The Dow Jones industrial average, which rallied 265 points in the year’s final trading day, finished 2018 with a loss of 5.6 percent, its worst decline since a 33.8 percent drop in 2008. The broad Standard & Poor’s 500 stock index fell 6.2 percent in 2018, its worst performance in a decade.
Despite Monday’s rally, which was sparked by signs of progress in trade talks between the U.S. and China, the S&P 500 still posted its biggest December decline since 1931 and narrowly dodged its first bear market since 2009 on its way to its worst annual performance since the financial crisis.
In a tweet over the weekend, President Donald Trump said he spoke with Chinese counterpart Xi Jinping about the trade dispute between the world’s two biggest economies and that “Big progress was being made!” That news was greeted positively by investors, as slowing economic growth, due in part to tariffs and trade-related uncertainty, has weighed heavily on stocks.
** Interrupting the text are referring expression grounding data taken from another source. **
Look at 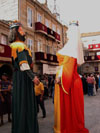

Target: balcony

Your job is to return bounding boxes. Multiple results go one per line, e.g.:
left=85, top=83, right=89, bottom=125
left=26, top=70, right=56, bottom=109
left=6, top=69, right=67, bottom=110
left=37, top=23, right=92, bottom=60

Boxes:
left=0, top=43, right=11, bottom=62
left=88, top=44, right=100, bottom=50
left=84, top=55, right=100, bottom=62
left=55, top=32, right=61, bottom=43
left=35, top=22, right=47, bottom=35
left=35, top=52, right=58, bottom=63
left=35, top=22, right=61, bottom=42
left=47, top=28, right=55, bottom=39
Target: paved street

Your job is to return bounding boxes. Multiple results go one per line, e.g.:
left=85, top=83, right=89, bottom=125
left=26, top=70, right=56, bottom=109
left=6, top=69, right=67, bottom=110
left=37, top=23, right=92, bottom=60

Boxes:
left=0, top=89, right=100, bottom=133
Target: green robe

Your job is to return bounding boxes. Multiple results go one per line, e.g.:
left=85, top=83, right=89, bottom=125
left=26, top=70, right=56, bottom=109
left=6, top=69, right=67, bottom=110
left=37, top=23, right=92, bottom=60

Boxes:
left=10, top=41, right=39, bottom=133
Wall Street experienced highs and lows in 2018, with the S&P 500 notching its longest bull run in history on its way to a record high in late September. But it morphed into a treacherous year for investors, as the stock market suffered two corrections – or drops of 10 percent or more from prior highs. The benchmark stock gauge on Christmas Eve also came within two tenths of a percentage point of tumbling 20 percent from its peak on a closing basis and into bear market territory.
“That sure felt like a bear,” said John Lynch, chief investment strategist at LPL Financial.
That narrow miss kept the bull market, which began in March 2009, intact.
Volatility returned to Wall Street with a vengeance in the final three months of the year, with stocks cratering under the weight of fears of recession, concern about the Federal Reserve hiking interest rates, trade war uncertainties and signs of a global economic slowdown.